Flipping the Classroom, Constructivism, and Grading Contracts
Trends in Education Technology, Journal #9
Although I have been a teaching associate with my university’s first year writing program for three years now, we all have an orientation at the beginning of each academic year. During my orientation this fall, one of my colleagues presented an altered curriculum—or rather an altered approach—to teaching English 5A/5B. The most significant alteration was that her course was part of a larger faculty cohort across the disciplines that is piloting the university’s DISCOVERe program—an initiative to run classes 100% through tablets. Throughout her presentation, she kept referring to this idea of the “flipped” classroom, and while I found the term fuzzy at the time, I got the sense that it was something of a colloquial term for a constructivist approach to instruction—an approach that redirects or “flips” the emphasis in the classroom from the teacher/lecturer/professor/master to the student/learner. While my intuition was close, further investigation in the 2014 Horizon Report neatly bridges the gap between the idea of a “flipped” classroom and a constructivist approach to instruction.
The idea of pointing learners to objective knowledges outside of the classroom is not new to me. Jordan Shapiro (2013) talked about this in his article on forbes.com when he shares how instead of delivering the materials for objective knowledge inside of the classroom, he “flips” this paradigm by delivering those materials digitally and outside of the classroom.

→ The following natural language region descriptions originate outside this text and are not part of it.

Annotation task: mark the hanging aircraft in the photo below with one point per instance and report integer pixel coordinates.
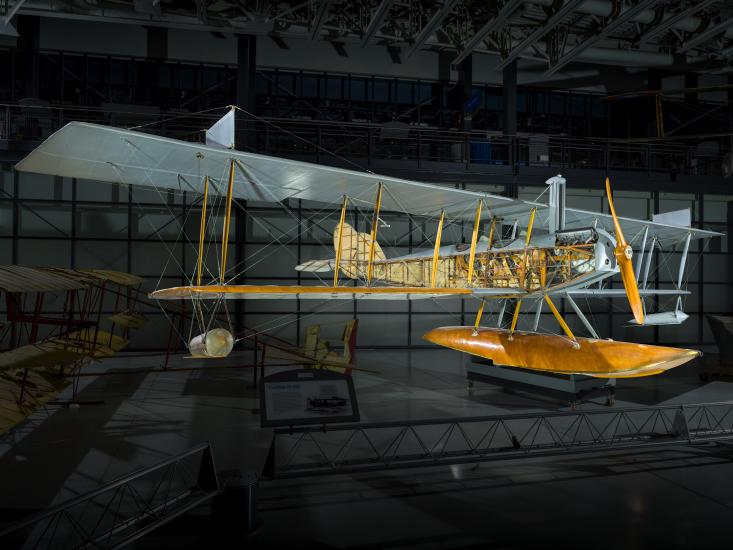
(563, 253)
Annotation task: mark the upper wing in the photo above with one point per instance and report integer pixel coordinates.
(275, 292)
(103, 153)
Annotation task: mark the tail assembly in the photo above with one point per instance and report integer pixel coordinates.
(623, 255)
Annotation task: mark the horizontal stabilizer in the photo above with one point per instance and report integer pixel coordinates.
(663, 318)
(317, 266)
(621, 293)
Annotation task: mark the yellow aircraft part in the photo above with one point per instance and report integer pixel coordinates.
(558, 354)
(185, 292)
(40, 387)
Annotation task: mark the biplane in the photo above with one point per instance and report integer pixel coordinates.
(519, 252)
(316, 352)
(41, 353)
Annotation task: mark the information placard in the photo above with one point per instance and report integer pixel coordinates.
(307, 396)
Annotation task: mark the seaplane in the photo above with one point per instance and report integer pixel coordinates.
(520, 252)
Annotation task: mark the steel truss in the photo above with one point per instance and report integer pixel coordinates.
(121, 511)
(318, 450)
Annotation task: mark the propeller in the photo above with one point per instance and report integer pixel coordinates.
(623, 255)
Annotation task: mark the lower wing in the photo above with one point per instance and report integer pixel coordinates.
(277, 292)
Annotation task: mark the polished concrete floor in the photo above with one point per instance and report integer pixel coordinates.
(676, 498)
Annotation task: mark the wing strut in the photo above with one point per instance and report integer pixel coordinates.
(561, 321)
(339, 239)
(581, 316)
(474, 237)
(436, 251)
(515, 318)
(526, 245)
(227, 220)
(202, 231)
(373, 236)
(491, 233)
(479, 313)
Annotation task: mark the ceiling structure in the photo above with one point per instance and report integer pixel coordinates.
(689, 35)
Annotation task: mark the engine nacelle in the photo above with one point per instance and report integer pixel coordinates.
(217, 342)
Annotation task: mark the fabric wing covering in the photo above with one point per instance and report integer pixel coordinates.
(114, 155)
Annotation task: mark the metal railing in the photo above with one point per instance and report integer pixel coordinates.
(319, 450)
(366, 143)
(121, 511)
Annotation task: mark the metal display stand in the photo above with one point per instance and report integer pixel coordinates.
(568, 388)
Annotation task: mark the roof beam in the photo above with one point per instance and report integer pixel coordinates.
(621, 19)
(706, 35)
(672, 20)
(376, 23)
(320, 19)
(431, 26)
(506, 11)
(14, 10)
(554, 20)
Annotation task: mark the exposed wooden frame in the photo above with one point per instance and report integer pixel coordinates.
(339, 240)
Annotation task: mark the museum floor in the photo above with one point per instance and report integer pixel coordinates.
(676, 498)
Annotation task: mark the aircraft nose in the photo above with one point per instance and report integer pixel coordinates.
(443, 336)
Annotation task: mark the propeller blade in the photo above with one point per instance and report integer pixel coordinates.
(624, 253)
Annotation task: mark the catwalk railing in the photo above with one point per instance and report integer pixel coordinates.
(121, 511)
(318, 450)
(365, 143)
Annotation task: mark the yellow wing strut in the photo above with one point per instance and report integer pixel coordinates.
(560, 320)
(373, 236)
(339, 239)
(202, 232)
(529, 227)
(479, 313)
(438, 236)
(227, 220)
(474, 237)
(491, 232)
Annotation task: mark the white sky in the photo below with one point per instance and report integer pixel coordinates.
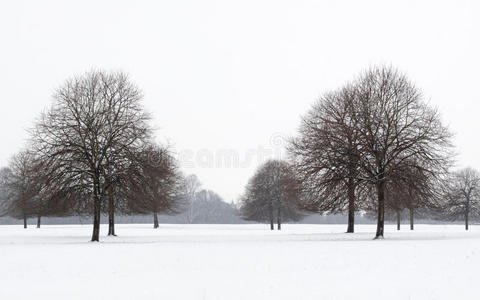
(223, 76)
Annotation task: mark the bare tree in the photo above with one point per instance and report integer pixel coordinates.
(326, 156)
(272, 194)
(462, 194)
(158, 186)
(95, 120)
(395, 125)
(19, 186)
(192, 187)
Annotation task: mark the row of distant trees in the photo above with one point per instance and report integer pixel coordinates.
(373, 145)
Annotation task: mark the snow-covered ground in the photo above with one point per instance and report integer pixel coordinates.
(239, 262)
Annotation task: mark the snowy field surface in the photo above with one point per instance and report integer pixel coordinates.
(239, 262)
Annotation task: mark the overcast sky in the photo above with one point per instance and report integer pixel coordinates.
(232, 78)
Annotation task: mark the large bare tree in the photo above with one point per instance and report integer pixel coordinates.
(157, 186)
(96, 121)
(396, 125)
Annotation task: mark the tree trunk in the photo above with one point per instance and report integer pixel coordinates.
(467, 211)
(279, 220)
(270, 206)
(412, 215)
(381, 209)
(155, 220)
(466, 221)
(96, 213)
(111, 213)
(351, 206)
(398, 220)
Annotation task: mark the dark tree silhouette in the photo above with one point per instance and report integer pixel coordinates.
(462, 196)
(94, 125)
(326, 156)
(157, 185)
(272, 194)
(395, 125)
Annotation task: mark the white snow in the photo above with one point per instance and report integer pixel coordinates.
(239, 262)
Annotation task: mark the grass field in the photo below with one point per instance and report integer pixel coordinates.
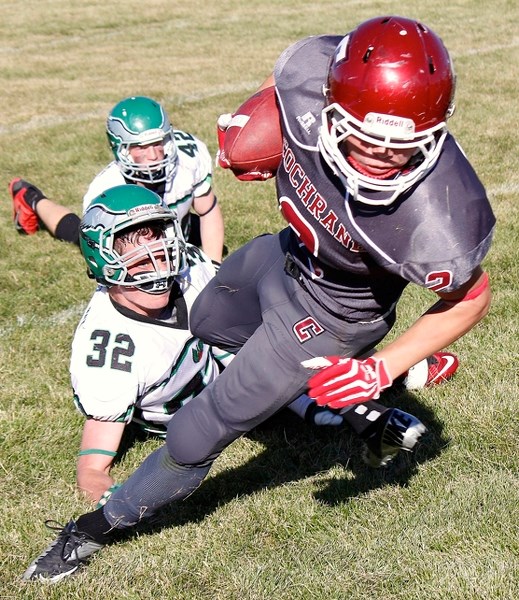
(287, 512)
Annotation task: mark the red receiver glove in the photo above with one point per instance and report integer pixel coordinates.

This enables us to redirect our face-to-face energy from ingesting material to digesting material. In the reading and writing classroom, for example, instead of focusing our time on reading a text together, we do stuff with texts together—together as collaborators, teachers and learners make meaning. As Johnson, Adams, Estrada, & Freeman (2014) explain, this paradigm “[enables] students to spend valuable class-time immersed in hands-on activities that often demonstrate the real world applications of the subject they are learning” (p. 36). So “flipping” the classroom is essentially a move toward a constructivist paradigm, utilizing digital technologies as a mediator to serve instructional materials to learners outside of the classroom.
Johnson et al. (2014) points to a resource on flipping the classroom which I have found particularly useful. Jennifer Demski (2013) offers a list of 6 tips from experts on how to flip a classroom. One thing she points to which I believe takes considerable skill and energy on the part of the teacher is to anticipate what students need during the first moments of class, letting the students decide what the particular foci will be during class time. She offers some strategies from Robert Talbert—professor of mathematics at Grand Valley State University—including having students use clickers to take a quick quiz at the beginning of class. This is essentially a quick kind of formative assessment, one that requires a certain flexibility and agility in class planning. To be successful with this strategy, instructors must have the ability to respond to their learners needs at a moment’s notice, and if they teach the same course more than once concurrently, different groups of learners may have different needs on any given day with any given topic, adding even more demand from a teacher’s curricular agility. The benefit here, though, is that you always enable students to pursue not what you think they need but what you know they need. Because they tell you exactly what they need. This approach is not without its perils and pitfalls, however.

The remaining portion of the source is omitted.